Let's set up a hypothetical: five guys are at a party, all drinking, assume the same amount and tolerance for the sake of the hypo, all clearly plan to drive home. Four of them are caught at a highway checkpoint and arrested, the last is not so "lucky" he took backroads and crashed into oncoming traffic and killed another driver. Should the four men who did not kill anyone be charged just as harshly?
See this post for some elaboration. In the Littlejohn case, I don't think it's obligatory that he be executed, just that there is no miscarriage of justice in doing so. Had the jury gone the other way, I wouldn't have follow-up questions for them, it's fine.
Well, yeah, this is where a jury of your peers comes in, plus a little help from a judge in sentencing. I don't think planning on armed robbery where things going as planned results in someone getting a gun pointed at their face is all that similar to the guys that walked into the capital and were technically trespassing. Many lacked proximity to violence that would look like any sort of meaningful moral culpability. Further, Babbitt died because she charged a semi-fortified position with an armed officer there - her own death could easily be avoided with her own decisions. I get your point, but ultimately, it's hard to say much other than that this is exactly why judgment is relevant. There is no scalable, generalizable principle that would lead me to treat literally all plausible felony murder cases the same; two thugs deciding to knock over a convenient store and one of them shooting the owner in the face is pretty much a canonical example of what felony murder cases should be about though.
If the concern is really just that felony murder is too flexible a charge, I may well agree, but this isn't the case where that seems relevant to me.
Nope. Like I said, I'm just willing to bite the bullet on the moral luck there.
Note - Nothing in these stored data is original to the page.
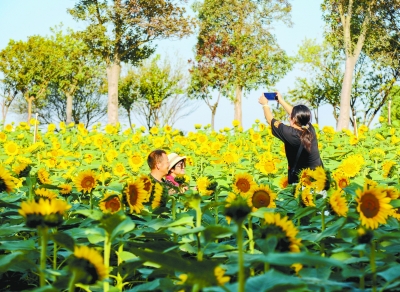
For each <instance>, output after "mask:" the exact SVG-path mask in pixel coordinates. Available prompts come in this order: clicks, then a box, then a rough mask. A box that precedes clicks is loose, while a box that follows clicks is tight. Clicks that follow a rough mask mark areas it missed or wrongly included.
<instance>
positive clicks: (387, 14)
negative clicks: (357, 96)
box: [322, 0, 400, 130]
mask: <svg viewBox="0 0 400 292" xmlns="http://www.w3.org/2000/svg"><path fill="white" fill-rule="evenodd" d="M322 10H323V12H324V13H325V14H324V19H325V21H326V22H327V24H328V25H329V30H328V32H327V37H328V39H329V40H330V41H331V42H334V43H335V44H336V45H337V47H339V48H342V49H343V51H344V54H345V56H346V62H345V72H344V77H343V82H342V89H341V95H340V116H339V119H338V124H337V129H338V130H341V129H343V128H348V126H349V121H350V98H351V89H352V82H353V73H354V69H355V65H356V63H357V60H358V58H359V56H360V54H361V52H362V50H363V48H366V53H367V54H368V51H369V50H371V49H373V48H374V46H376V45H378V46H380V44H379V43H381V42H385V40H386V39H387V37H388V36H390V34H391V32H392V31H393V30H394V29H395V30H396V29H397V27H398V21H397V19H398V17H399V15H400V2H399V1H397V0H389V1H379V0H371V1H354V0H324V3H323V4H322Z"/></svg>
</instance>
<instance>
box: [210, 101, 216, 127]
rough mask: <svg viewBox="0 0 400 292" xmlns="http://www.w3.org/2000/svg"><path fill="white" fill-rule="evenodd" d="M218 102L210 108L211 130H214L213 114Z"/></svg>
mask: <svg viewBox="0 0 400 292" xmlns="http://www.w3.org/2000/svg"><path fill="white" fill-rule="evenodd" d="M217 106H218V102H217V103H215V104H214V105H213V106H212V108H211V130H213V131H214V130H215V114H216V113H217Z"/></svg>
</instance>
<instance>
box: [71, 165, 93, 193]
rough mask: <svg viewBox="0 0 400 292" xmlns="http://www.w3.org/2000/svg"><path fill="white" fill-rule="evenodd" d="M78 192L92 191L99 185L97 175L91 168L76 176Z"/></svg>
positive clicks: (82, 172)
mask: <svg viewBox="0 0 400 292" xmlns="http://www.w3.org/2000/svg"><path fill="white" fill-rule="evenodd" d="M73 181H74V183H75V186H76V188H77V190H78V192H87V193H90V192H91V191H92V190H93V189H94V188H95V187H96V185H97V175H96V174H95V173H94V172H93V171H91V170H85V171H82V172H81V173H79V174H78V176H76V177H75V178H74V180H73Z"/></svg>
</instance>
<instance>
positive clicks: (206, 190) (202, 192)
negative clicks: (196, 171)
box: [196, 176, 213, 196]
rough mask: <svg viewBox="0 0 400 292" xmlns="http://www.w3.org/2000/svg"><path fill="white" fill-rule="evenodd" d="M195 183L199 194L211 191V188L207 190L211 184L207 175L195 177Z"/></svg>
mask: <svg viewBox="0 0 400 292" xmlns="http://www.w3.org/2000/svg"><path fill="white" fill-rule="evenodd" d="M196 184H197V190H198V191H199V193H200V195H202V196H209V195H211V194H212V193H213V192H212V191H211V190H208V188H209V186H210V185H211V181H210V180H209V179H208V177H205V176H203V177H200V178H199V179H197V181H196Z"/></svg>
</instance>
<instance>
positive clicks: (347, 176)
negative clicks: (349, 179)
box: [337, 154, 365, 178]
I can come up with reasons why I'm willing to do so, but I kind of suspect that they're all just post facto, formulated to serve the intuition rather than the other way around. On the flip side, if there was a clearly articulated law that DUI is always punished equally harshly, based on the known facts about the level of inebriation rather than the outcome of the driving, I wouldn't feel a great deal of sympathy for the guys at the checkpoint that got "unfairly" punished. Some behaviors are beyond the pale - whether drunk driving is one or not seems less obvious to me than whether armed robbery is. In either case, my intuition is that your punishment should coincide with the actual outcomes rather than a probabilistic model of outcomes, but I don't think I can muster a great defense of that position at the moment.
This aligns with my basic intuition, I'd agree that the jury verdict should absolutely be respected absent a near certainty of error.
This, though, strikes me as a little shakier:
The armed robbers planned for a gun to be pointed at someone's face. The crowd charging at armed police officers intended for someone to confront the armed police, that it wasn't them personally who ran into that police officer is moral luck.
Though your point about Juries is well taken.